You will learn how to notes problems before your boss calls you about some pages not loading. You will learn how to find those problems using logs and your usual Linux toolbox. You will also learn how to minimize the probability of problems happening again.

Nginx started as a web accelerator reverse proxy inside one of the big Russian web companies of the early 2000s. The main web server software was Apache 1.3, and it started to show architectural problems serving thousands of relatively slow clients using the old process-based model. Smart web engineers were already building two-tier systems of light frontends based on the mod_proxy Apache module or even used the squid caching proxy in the reverse proxy mode.

The early predecessor of Nginx was named mod_accel, and it was also implemented as an Apache module. The mod_accel module gained some popularity among the administrators of some of the busiest websites, but it is nothing compared with what Nginx later enjoyed. Both of them are built on the idea that the additional level of proxying on the server side of a busy website is a good thing, providing both the extra flexibility and separating the job of serving slow clients from the actual response generation.

Nginx took the idea of mod_proxy module to the extreme by being a self-sufficient separate HTTP server with a goal to solve the so-called C10K problem, that is, serving 10,000 concurrent connections.
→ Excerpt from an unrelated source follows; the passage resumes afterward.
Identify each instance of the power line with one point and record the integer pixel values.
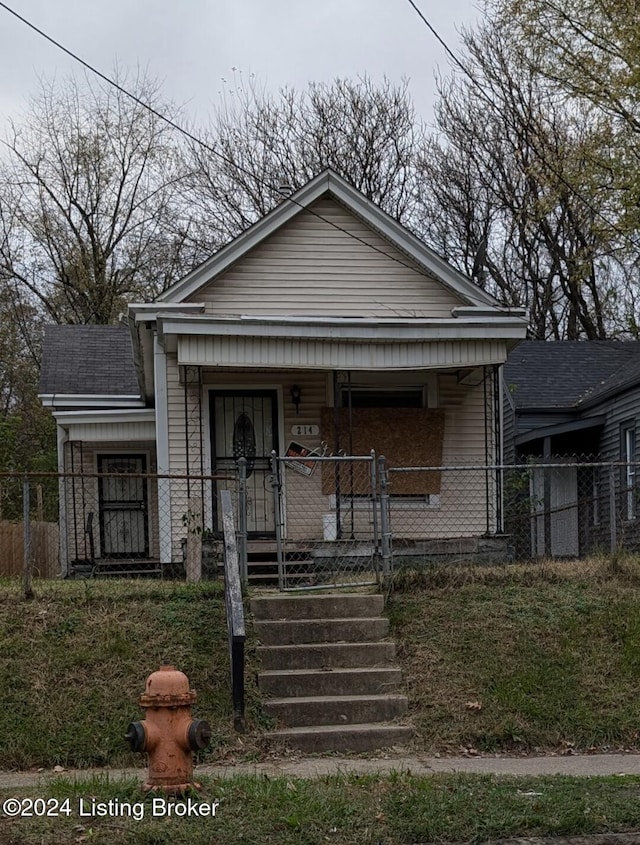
(494, 106)
(197, 140)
The numbers do not look impressive at all in 2016, but they did in 2007 when Nginx first claimed a significant share of 1% of the Web according to Netcraft.
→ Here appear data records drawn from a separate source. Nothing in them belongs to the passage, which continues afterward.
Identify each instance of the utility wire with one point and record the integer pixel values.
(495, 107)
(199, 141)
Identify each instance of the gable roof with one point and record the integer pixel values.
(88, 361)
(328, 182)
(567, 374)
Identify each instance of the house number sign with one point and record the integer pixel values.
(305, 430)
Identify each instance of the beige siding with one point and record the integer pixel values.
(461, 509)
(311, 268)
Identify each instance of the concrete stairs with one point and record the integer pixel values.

Since that time, the share grew manifold while Nginx steadily gained new functionality and remained the ideal open source success story project with a single, talented developer devoting his genius to producing free quality software, which the whole Web could benefit from.
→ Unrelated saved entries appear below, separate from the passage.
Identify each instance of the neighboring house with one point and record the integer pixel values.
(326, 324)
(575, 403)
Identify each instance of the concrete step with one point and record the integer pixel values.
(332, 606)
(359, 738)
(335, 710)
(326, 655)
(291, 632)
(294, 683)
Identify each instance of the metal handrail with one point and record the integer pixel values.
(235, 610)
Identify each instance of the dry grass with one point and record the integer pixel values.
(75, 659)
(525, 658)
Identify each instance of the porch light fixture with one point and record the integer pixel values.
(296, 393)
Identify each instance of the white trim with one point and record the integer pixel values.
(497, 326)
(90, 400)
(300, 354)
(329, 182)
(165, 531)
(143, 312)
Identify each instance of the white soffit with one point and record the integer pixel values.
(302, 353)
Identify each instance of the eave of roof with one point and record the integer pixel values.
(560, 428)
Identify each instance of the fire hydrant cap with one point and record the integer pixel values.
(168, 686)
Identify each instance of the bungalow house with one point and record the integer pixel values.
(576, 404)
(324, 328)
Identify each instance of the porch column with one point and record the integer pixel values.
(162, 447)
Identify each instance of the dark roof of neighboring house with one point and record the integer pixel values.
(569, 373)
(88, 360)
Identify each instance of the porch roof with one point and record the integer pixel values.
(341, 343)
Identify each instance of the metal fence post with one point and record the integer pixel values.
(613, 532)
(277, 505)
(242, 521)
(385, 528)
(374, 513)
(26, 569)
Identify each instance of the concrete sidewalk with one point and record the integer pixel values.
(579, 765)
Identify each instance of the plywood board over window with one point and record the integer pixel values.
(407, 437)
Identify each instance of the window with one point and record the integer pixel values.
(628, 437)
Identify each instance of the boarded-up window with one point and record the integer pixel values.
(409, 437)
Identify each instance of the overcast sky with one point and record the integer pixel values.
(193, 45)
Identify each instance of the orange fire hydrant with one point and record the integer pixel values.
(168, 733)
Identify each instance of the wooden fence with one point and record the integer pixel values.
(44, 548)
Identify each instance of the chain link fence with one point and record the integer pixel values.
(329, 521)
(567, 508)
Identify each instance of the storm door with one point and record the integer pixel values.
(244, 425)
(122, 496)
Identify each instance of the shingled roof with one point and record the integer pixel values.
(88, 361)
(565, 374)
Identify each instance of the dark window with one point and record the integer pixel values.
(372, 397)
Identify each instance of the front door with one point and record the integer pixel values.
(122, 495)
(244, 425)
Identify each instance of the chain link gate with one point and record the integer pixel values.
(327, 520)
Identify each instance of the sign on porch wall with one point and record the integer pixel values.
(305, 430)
In 2011, a commercial enterprise named Nginx, Inc. was founded, which allowed even more freedom for the developers (now a team). The firm provides both support services and a special subscription-based extended version of the software named Nginx Plus. We will mention some of the Nginx Plus features in the sixth chapter.

In 2016, Nginx is a great tool many businesses are built upon. However, it is still just a tool which requires a master to show its full potential. If you want to understand what is going on in your web server, to be able to write correct Nginx configuration files and read Nginx logs, and if you want your web server to be very fast, you will have to become that master.